Beyond this challenge, there remains the open problem of identifying endophenotypes across species. As with most complex diseases and phenotypes, the mapping of biological functions across species is not obvious even for experts, as it requires understanding of the processes underlying the disease and phenotype at a molecular, cellular, and organ level in each organism. For example, zebrafish is a common model for cardiovascular processes, but which pressure-related phenotype is most appropriate to study hypertension?

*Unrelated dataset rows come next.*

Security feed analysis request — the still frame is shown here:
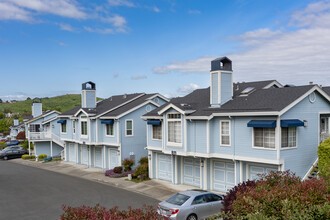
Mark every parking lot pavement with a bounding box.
[0,160,159,219]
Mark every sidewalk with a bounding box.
[10,159,197,201]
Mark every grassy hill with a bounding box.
[0,94,100,114]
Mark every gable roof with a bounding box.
[143,80,329,118]
[322,86,330,96]
[59,93,162,117]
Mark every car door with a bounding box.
[205,193,223,216]
[191,195,210,219]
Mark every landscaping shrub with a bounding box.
[113,167,123,173]
[123,158,134,172]
[317,138,330,182]
[38,154,47,159]
[139,157,148,165]
[104,169,133,178]
[223,171,330,219]
[134,163,149,180]
[22,154,36,160]
[60,204,159,220]
[222,180,256,212]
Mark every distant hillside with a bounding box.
[0,94,100,114]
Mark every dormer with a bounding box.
[210,57,233,107]
[81,81,96,108]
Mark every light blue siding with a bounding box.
[280,93,330,177]
[220,72,233,105]
[211,73,220,105]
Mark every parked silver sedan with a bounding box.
[157,190,223,220]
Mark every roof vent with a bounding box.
[240,87,255,96]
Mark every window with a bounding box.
[61,123,66,133]
[30,124,40,132]
[220,121,230,146]
[191,195,206,205]
[167,113,181,144]
[253,128,275,149]
[81,121,87,136]
[72,120,76,134]
[105,124,113,136]
[126,120,133,136]
[152,125,162,140]
[281,127,297,148]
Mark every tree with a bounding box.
[16,131,26,140]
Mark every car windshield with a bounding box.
[166,193,190,206]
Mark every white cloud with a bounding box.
[131,75,147,80]
[188,9,201,15]
[84,26,116,34]
[108,0,135,7]
[153,1,330,85]
[177,83,200,94]
[4,0,87,19]
[59,24,75,32]
[0,2,34,22]
[101,15,127,27]
[153,6,160,13]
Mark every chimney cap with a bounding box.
[211,57,232,71]
[82,81,96,90]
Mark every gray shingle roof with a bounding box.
[322,86,330,95]
[60,93,156,117]
[144,80,314,116]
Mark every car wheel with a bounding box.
[187,214,197,220]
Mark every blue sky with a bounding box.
[0,0,330,100]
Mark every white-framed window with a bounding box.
[220,120,230,146]
[253,128,275,149]
[167,113,182,145]
[281,127,297,148]
[72,120,76,134]
[152,125,162,140]
[61,123,66,133]
[80,116,88,138]
[29,124,40,132]
[125,119,134,136]
[105,124,114,136]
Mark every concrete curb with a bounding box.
[10,159,196,201]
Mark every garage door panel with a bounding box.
[212,161,235,192]
[95,147,102,168]
[158,154,172,181]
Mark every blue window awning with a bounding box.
[281,119,304,128]
[101,119,114,125]
[147,120,161,125]
[247,120,276,128]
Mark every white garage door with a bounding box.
[69,144,77,162]
[109,150,119,169]
[95,147,103,168]
[249,165,278,180]
[158,154,172,181]
[212,161,235,192]
[183,158,201,187]
[81,146,88,165]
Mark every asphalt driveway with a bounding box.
[0,160,159,219]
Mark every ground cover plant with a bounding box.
[210,171,330,219]
[60,204,159,220]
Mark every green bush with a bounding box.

The untapped wealth of molecular-level information in genomic data available across multiple species provides us with the tools to address this challenge. This requires sophisticated data integration and analysis methods that can extract functional signals to map genes, processes, phenotypes and diseases across organisms in an unbiased, large-scale way. We have already made substantial progress on developing such methods, which utilize curated information to train our machine learning approaches to make novel discoveries. Ultimately, we believe that combining an organismal approach with molecular and cellular data shared across species will enable comparative ‘phenomics’ on a scale comparable with genomics.